To death we owe our life; the passing of one generation opens a way for another.

CHRISTIAN NESTELL BOVEE

Intuitions and Summaries of Thought


You cannot avoid mortality. But you can choose your way of meeting it. And that is the most that any man can hope for.

DAVID GERROLD

The Man Who Folded Himself


I believe that when I die I shall rot, and nothing of my ego will survive. I am not young and I love life. But I should scorn to shiver with terror at the thought of annihilation. Happiness is nonetheless true happiness because it must come to an end, nor do thought and love lose their value because they are not everlasting. Many a man has borne himself proudly on the scaffold; surely the same pride should teach us to think truly about man's place in the world. Even if the open windows of science at first make us shiver after the cosy indoor warmth of traditional humanizing myths, in the end the fresh air brings vigour, and the great spaces have a splendour of their own.

BERTRAND RUSSELL

"What I Believe"


Ah! hear the dirge that all mankind must learn:
Place not on earth thy trust,
For dust thou art, to dust shalt thou return,
Dust unto dust.

MARTHA LAVINIA HOFFMAN

"Fame"


Which, I wonder, brother reader, is the better lot, to die prosperous and famous, or poor and disappointed? To have, and to be forced to yield; or to sink out of life, having played and lost the game? That must be a strange feeling when a day of our life comes and we say, "Tomorrow, success or failure won't matter much: and the sun will rise, and all the myriads of mankind go to their work or their pleasure as usual, but I shall be out of the turmoil.

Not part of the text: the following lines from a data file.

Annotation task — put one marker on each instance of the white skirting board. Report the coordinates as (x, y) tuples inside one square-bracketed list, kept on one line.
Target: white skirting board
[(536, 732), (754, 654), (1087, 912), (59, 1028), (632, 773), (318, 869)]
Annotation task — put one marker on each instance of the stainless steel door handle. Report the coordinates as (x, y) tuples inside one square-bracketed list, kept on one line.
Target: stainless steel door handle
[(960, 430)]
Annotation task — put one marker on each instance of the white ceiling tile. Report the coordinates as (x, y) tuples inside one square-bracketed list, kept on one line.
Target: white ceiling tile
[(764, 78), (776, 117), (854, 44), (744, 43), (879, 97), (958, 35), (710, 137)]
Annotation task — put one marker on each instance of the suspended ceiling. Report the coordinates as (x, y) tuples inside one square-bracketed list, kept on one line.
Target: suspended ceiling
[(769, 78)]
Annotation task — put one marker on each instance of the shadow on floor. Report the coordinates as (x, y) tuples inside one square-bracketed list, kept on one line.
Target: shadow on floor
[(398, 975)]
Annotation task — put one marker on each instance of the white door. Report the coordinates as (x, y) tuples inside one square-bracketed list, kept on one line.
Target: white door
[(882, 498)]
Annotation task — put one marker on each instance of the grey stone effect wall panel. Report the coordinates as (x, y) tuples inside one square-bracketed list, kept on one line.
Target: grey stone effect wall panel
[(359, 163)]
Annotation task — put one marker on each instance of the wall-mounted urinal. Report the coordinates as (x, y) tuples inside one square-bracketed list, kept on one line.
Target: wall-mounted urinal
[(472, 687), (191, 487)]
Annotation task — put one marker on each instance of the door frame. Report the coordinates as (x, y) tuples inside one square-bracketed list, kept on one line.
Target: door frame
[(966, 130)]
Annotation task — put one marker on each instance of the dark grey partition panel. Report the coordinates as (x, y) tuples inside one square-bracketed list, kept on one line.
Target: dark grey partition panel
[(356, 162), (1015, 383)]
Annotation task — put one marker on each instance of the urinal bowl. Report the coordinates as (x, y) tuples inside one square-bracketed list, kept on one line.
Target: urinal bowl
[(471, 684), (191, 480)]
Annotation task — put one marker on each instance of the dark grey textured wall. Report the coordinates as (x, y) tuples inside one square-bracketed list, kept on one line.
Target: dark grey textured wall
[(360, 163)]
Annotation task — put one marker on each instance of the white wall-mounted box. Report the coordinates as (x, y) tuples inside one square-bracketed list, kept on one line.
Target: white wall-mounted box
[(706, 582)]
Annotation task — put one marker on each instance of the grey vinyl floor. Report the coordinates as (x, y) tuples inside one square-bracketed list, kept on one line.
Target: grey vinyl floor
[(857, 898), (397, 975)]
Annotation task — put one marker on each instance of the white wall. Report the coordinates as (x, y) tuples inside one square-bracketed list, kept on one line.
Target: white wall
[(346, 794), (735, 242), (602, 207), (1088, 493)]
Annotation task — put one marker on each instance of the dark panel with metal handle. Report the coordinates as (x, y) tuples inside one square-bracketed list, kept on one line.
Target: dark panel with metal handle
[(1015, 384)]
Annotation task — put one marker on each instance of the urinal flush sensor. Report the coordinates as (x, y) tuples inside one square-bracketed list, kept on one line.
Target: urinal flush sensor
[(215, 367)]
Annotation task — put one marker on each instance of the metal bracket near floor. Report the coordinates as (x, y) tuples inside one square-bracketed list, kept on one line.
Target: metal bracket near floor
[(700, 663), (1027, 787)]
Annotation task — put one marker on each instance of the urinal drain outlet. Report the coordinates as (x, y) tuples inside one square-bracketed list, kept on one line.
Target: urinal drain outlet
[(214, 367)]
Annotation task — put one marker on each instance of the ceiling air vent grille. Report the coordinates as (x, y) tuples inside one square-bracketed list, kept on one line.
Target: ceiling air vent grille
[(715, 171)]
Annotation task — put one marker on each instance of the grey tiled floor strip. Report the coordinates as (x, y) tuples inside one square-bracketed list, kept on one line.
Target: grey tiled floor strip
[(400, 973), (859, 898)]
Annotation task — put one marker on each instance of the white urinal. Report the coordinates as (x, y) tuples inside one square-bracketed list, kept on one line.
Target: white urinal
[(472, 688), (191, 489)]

WILLIAM MAKEPEACE THACKERAY

Vanity Fair


There was that feeling one gets in a ride to a cemetery trailing a body in a coffin -- an impatience with the dead, a longing to be back home where one could get on with the illusion that not death but daily life is the permanent condition.

E. L. DOCTOROW

Homer & Langley


Could we draw back the covering of the tomb; could we see, what those are now, who once were mortals, oh! how would it surprise and grieve us! Surprise us, to behold the prodigious transformation that has taken place on every individual; grieve us, to observe the dishonor done to our nature in general, within these subterraneous lodgments!

WELLINS CALCOTT

Thoughts Moral and Divine


As the woodpecker taps in a spiral quest
From the root to the top of the tree,
Then flies to another tree,
So have I bored into life to find what lay therein,
And now it is time to die,
And I will fly to another tree.

SIDNEY LANIER

Songs Against Death


The boundaries which divide Life from Death are at best shadowy and vague. Who shall say where the one ends, and where the other begins?

EDGAR ALLAN POE

"The Premature Burial"


Death left its old tragic heaven and became the lyrical core of man: his invisible truth, his visible secret.